The Sunday Morning Club was designed to consist of two sections: a first-half and a second-half – similar like a timing of any sport games. Kamin starts with the reasons why he becomes a runner after he resigned from his full-time job. He confesses that at first he wanted to be a novelist in the first hand but became a marathoner instead, then a writer. The first chapter tells about his first marathon race in Bangkok Marathon 2004 and the last chapter ends with a year later in Bangkok Marathon. Throughout this books with 26 chapters, Kamin shares his story about his plan of running, achieving of running performance, running icons, thoughts that he has gathered from running practices and races. Aside of that, of course lessons learn from his ambition, success, and failure that finally have enlightened him on self-discovery from his running achievement. Kamin admits that to have a living with no full-time job but instead running as a life-drive was not easy as he could not afford to have a sustainable life.. But inspiration to run is stronger than any living constraints. Thus, he believes that self-sacrifice has more value for the training of one’s body and mind to gain a better life’s perception with positive direction. The book receives Naiin Literature Award for best nonfiction in 2004 and with this, he started his life to become a full-time writer.
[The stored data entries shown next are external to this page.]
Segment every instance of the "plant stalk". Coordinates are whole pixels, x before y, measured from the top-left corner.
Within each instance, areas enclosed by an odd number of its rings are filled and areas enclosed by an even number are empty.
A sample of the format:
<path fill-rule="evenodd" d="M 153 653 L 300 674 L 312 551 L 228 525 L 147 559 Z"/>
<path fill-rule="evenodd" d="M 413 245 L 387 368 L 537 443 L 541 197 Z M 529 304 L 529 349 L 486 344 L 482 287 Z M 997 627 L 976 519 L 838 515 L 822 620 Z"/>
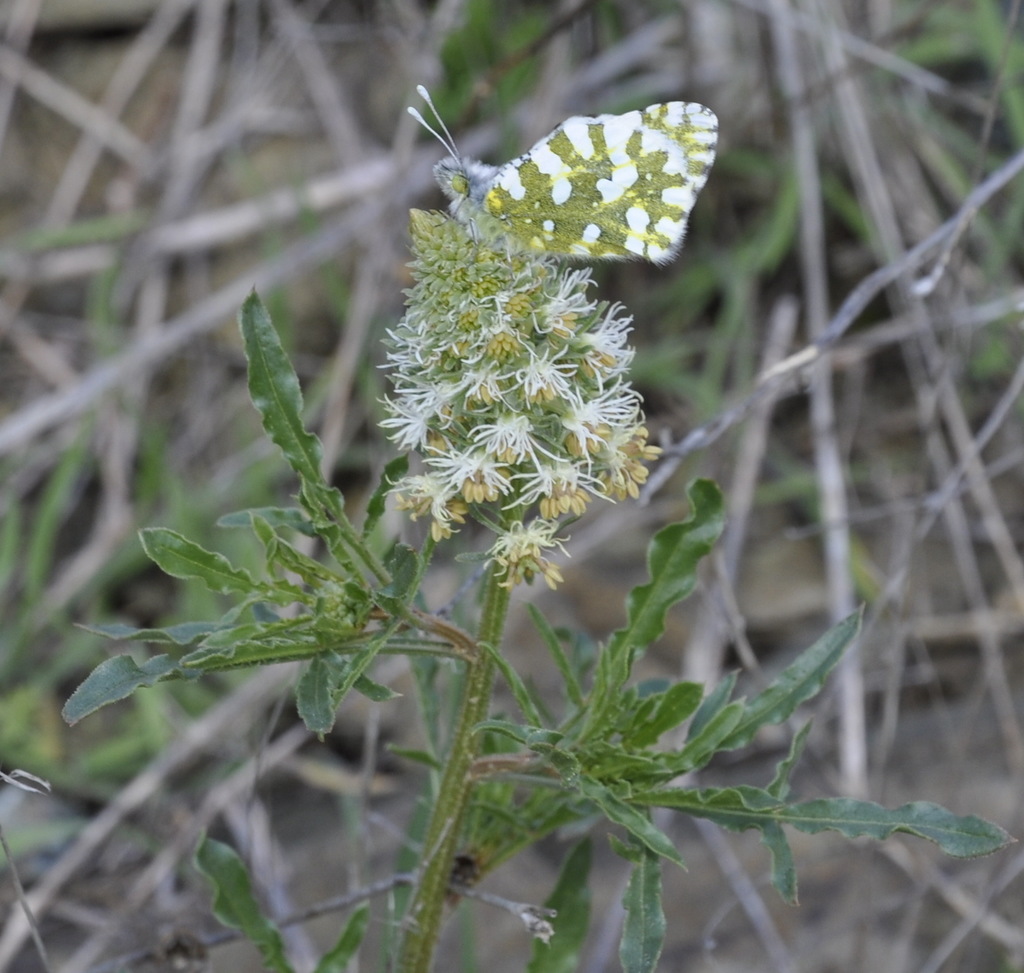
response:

Head, Heart & Feet is published in 2014, 10 years later after his first book. Kamin writes this book with a more humble character but deeper in thoughts. After a long absence from a marathon race due to physical issue of overtraining, unexpected weight gain, and changing life expectation, Kamin returns to run again. This time around with a different perspective of running. In this book, he shares the reason why he returns to run, that is because he simply enjoys running in long-distance, not fighting for personal best record with aggressive passion and high ambitions anymore nor searching data to write a new book. With this simple reason of happiness to do things, Kamin finds a balanced living for body and mind, and in that he shares all experience of a new self-discovery. He is a reborn runner.
Kamin’s duology books are in fact his memoir on pathway to the running world, expression of his thoughts and feelings, his marathon race experiences, and sharing a story of life balancing of body, mind, and soul. It is a story of passions, perceptions and prevail of self-determination and discovery through a simple happiness of running. These two books are well-known among Thai readers, runners, and wannabe runners, especially the middle-class, who are looking for motivation to overcome life constraints through running philosophy and races. They can relate their own experiences in the book as they are looking for someone who can publicly share experiences in the same given world. This also includes those who are looking for an icon, a cult, a prophet to follow for their self-development. Has running became a cult with the runners as a pilgrim?